Former and current analysts at Merrill Lynch & Co. will be publicly interrogated in the coming months as part of an expanding state investigation into allegations that Wall Street’s stock analysts misled investors to promote companies that paid fees to the investment bank, officials said today.
Under an obscure provision of New York securities law, state Attorney General Eliot Spitzer will require former Merrill Lynch star Henry Blodget and other Internet analysts to testify under oath about the stark contrast between their rosy public reports on the companies and their sometimes damning private remarks.
In thousands of e-mails and documents, the Merrill Lynch analysts sometimes derided as “junk” and “crap” the very stocks they were promoting with encouragement from investment-banking colleagues, according to documents delivered to court on Monday. Spitzer contends that those e-mails show that analysts, who were purported to offer independent advice, were misleading investors.
John Coffee Jr., a Columbia University professor of corporate law, likened the approach to congressional hearings that are likely to serve as “ceremonial humiliation” for Merrill Lynch and other banks.
Officials at Merrill Lynch declined to comment today. On Monday, the bank denied Spitzer’s allegation in a prepared statement and said his conclusions “are just plain wrong.” One person familiar with the situation said Merrill Lynch officials believe that testimony taken from current and former employees supports their contention that the e-mails were taken out of context.
Spitzer elaborated on his plans in an interview the day after a judge prohibited Merrill Lynch from issuing research reports unless the bank discloses the investment banking-relationships it has with report subjects. A hearing on the judge’s order is scheduled for tomorrow.
Spitzer said the investigation, which began last summer, will include other investment banks, whose records he has subpoenaed in recent weeks. He declined to identify them.
He said he plans to use testimony from the hearings to build a case for stricter federal regulations on potential conflicts of interest in the investment world.
“We need more than investment banks saying ‘we will build better compliance departments,’ ” Spitzer said.
Spitzer is using a provision of the state’s Martin Act, one of the oldest and toughest securities laws in the nation. It provides wide latitude to conduct legislative-style hearings to gather evidence of securities fraud.
The case adds to growing scrutiny of Wall Street practices. They were criticized after the Internet investment bust two years ago and again more recently when Enron Corp. collapsed while many analysts still rated its stock a “buy.”
On Monday, stockholders who lost billions of dollars when Enron declared bankruptcy added Merrill Lynch and several other investment banks as defendants in lawsuits, charging that they directly helped the Houston energy trader defraud investors.
Congress is examining the analysts’ role in the Enron case.

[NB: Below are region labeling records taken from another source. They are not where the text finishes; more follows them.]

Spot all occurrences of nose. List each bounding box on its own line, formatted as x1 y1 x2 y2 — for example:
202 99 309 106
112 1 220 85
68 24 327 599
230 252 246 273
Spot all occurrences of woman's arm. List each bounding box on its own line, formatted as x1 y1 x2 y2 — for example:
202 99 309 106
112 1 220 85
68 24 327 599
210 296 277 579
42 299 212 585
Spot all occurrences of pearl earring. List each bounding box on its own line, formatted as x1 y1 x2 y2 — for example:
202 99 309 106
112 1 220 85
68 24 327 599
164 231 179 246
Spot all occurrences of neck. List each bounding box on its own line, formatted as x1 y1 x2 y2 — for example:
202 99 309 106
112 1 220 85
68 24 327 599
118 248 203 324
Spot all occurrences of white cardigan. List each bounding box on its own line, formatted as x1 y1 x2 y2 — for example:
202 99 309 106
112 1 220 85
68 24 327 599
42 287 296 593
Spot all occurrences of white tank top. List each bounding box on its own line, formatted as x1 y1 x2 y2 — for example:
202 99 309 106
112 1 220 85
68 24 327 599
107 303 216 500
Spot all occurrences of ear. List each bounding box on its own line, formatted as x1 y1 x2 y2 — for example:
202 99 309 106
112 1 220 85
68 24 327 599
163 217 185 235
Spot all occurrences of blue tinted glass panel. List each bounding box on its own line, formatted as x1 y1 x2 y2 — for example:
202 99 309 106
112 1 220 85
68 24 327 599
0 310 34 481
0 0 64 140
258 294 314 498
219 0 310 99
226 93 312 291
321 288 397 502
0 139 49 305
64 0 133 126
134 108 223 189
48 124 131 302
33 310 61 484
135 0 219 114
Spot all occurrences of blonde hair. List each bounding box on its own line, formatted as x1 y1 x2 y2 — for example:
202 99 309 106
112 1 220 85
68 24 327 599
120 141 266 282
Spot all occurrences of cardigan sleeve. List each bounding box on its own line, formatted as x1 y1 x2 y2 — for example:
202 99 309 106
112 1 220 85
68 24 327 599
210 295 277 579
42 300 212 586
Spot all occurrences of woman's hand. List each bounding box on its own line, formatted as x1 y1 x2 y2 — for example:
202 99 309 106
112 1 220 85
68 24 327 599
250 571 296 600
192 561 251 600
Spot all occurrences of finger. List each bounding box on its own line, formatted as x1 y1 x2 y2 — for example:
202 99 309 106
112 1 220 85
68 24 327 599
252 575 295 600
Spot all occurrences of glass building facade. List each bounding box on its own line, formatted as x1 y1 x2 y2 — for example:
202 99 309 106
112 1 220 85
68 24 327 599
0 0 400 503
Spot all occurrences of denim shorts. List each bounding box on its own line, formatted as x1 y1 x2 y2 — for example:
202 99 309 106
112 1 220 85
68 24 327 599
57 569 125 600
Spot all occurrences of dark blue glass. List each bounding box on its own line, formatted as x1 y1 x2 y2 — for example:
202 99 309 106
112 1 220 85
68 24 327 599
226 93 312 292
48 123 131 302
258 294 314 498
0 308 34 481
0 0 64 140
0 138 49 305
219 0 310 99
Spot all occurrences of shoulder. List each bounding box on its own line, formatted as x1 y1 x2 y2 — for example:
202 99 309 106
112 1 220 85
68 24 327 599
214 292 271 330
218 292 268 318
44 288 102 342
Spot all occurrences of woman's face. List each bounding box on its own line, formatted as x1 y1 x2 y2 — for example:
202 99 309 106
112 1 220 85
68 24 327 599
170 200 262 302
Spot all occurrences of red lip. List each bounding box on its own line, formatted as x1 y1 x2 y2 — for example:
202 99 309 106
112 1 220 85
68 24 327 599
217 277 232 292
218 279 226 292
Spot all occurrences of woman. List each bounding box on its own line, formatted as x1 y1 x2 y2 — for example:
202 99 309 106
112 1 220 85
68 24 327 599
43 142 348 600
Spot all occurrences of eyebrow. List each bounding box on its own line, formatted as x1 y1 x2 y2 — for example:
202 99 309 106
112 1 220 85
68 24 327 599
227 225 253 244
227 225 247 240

“Misleading advice that may result from widespread conflicts of interest between investment banks and their stock analysts appears to be rampant,” said Sen. Joseph I. Lieberman (D-Conn.), chairman of the Senate Governmental Affairs Committee, who conducted hearings on the role of analysts in the Enron debacle.
“Unfortunately in this environment, investors must be very cautious in heeding the advice of Wall Street analysts,” he said.
“It is a very real problem,” said Rep. James C. Greenwood (R-Pa.), chairman of a House investigating subcommittee, who is considering legislation that would mandate much broader disclosures of investment-banking ties. “There is no doubt about the fact that research is used as a marketing tool by investment banks, and that puts investors potentially at risk.”